Directed by: Kenya Barris
Distributed by: Netflix
Written by Alexander Reams
The booming voice of Jonah Hill is one that might not be suited for podcasting, the evidence of which can be seen throughout “You People,” that podcast acts as pseudo internal dialogue for Hill. There are moments in “You People” that burst with comedic talent, the duo of Jonah Hill as Ezra and Sam Jay as Mo is lovely to watch as the two have fantastic banter. This opens and closes the film thematically, and is a nice bow on the arcs that Barris establishes. The co-lead to Hill’s Ezra is Amira, a fashion designer with a very traditionalist family, led by Eddie Murphy’s Akbar.
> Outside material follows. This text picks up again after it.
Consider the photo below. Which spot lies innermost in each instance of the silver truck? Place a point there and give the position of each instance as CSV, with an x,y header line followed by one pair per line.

Their relationship does manage to carry the film because of their chemistry, their best scene is the first date, it’s just the right amount of awkwardness without going overboard.
The shlock enters when Julia Louis-Dreyfus and David Duchovny are on screen, as Ezra’s parents Shelley and Arnold, and act in a way that is a version of “Guess Who’s Coming to Dinner” turned up to 10, cingrey, weird, and uncomfortable. There is a level of self-awareness that is required when dealing with these tensions in a satirical manner but each character is tone-deaf to what the other performers are doing. Louis-Dreyfus and Duchovny are broken down into caricatures of how white people would react, how parents would respond, or how a father would react, instead of fleshing out why these people are the way they are. Barris is not saying anything new with “You People,” it’s a rehash of traditional romcom tropes, a father doesn’t like the fiance, in-laws bickering, a fake breakup before a wedding, it’s all here.
Unfortunately, not much of it is done well. The tone-deaf nature of the characters extends to the direction, Barris makes no original choices in his framing, blocking, or lighting, it’s visually unappealing. The colors pop throughout because of an obvious filter done in post-production which only takes you out of the film instead of bringing you in. Hill is acceptable as a lead, but he’s mostly relegated to tormenting from Eddie Murphy, who ruins his bachelor party and generally demeans him whenever the opportunity presents itself, which is entertaining enough while you’re watching, but as soon as the credits roll, you forget about him, and the whole film.